President Barack Obama requested Friday that Congress authorize $60.4 billion in emergency spending to help the states hit by the supers-storm Sandy in late October.
A House Democratic aide told NBC News that they "even though it's reasonable, we don't expect Republicans to just hand it over. We're going to have to fight for it."
Some congressional Republicans have said that the money spent on Sandy ought to be offset with spending cuts in other parts of the federal budget; most Democrats do not seek offsets.
In a joint statement, Rep. Nita Lowey, D-N.Y. and Rep. Peter King, R-N.Y., co-chairs of the bipartisan congressional task force on recovering from Tropical Sandy, praised Obama's request. "While more may be needed in the long term, this robust package is a major first step that we will work to pass as quickly as possible in Congress to help devastated communities, families and businesses."
Sen.

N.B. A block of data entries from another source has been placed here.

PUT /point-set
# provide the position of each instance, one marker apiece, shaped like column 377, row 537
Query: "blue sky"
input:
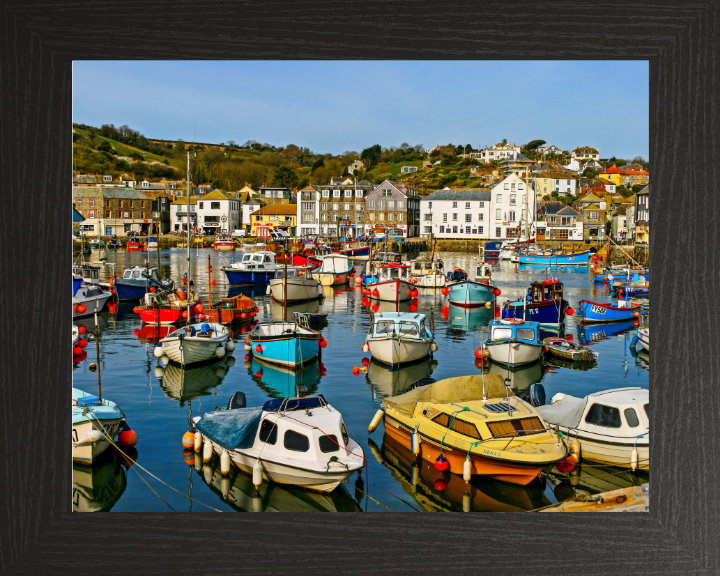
column 335, row 106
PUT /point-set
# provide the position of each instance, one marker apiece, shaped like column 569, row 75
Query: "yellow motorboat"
column 472, row 425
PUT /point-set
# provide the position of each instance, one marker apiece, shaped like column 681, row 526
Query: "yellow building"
column 282, row 216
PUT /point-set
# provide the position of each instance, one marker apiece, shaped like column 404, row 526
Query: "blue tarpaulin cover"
column 231, row 428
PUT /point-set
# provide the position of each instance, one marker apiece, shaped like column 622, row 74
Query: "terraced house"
column 394, row 207
column 109, row 211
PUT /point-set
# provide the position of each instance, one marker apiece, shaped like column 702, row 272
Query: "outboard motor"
column 237, row 400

Charles Schumer, D- N.Y. said Thursday that Congress ought to approve the emergency spending for recovery from the storm in a separate bill, not as part of the year-end "fiscal cliff" package which Obama and congressional leaders are negotiating.
"Disaster aid has never been part of any kind of deficit reduction plan.... It's a one-time allocation and you don't need it after that. We prefer to keep it separate and I think that's the White House plan," Schumer told reporters in a briefing with Senate Democratic Whip Dick Durbin, D- Ill.
At a Senate Banking, Housing and Urban Affairs Committee hearing Thursday, Sen. Robert Menendez, D- N.J. made the case that New Jersey had supported other states when they were recovering from natural disasters and now New Jersey deserves commensurate help from them.
“When we had Hurricane Katrina in the Gulf Coast in Mississippi and Alabama and Louisiana, I was there,” Menendez told HUD Secretary Shaun Donovan, who is leading the administration’s Sandy recovery initiative. “When we had tornadoes in Joplin, Missouri, I was there. When we had flooding along the Mississippi, I was there….. Because I believe this is the United States of America. So I fully expect that now that now for the first time we have the type of devastation that others have suffered and should understand that we're going to have the type of response that others have received.”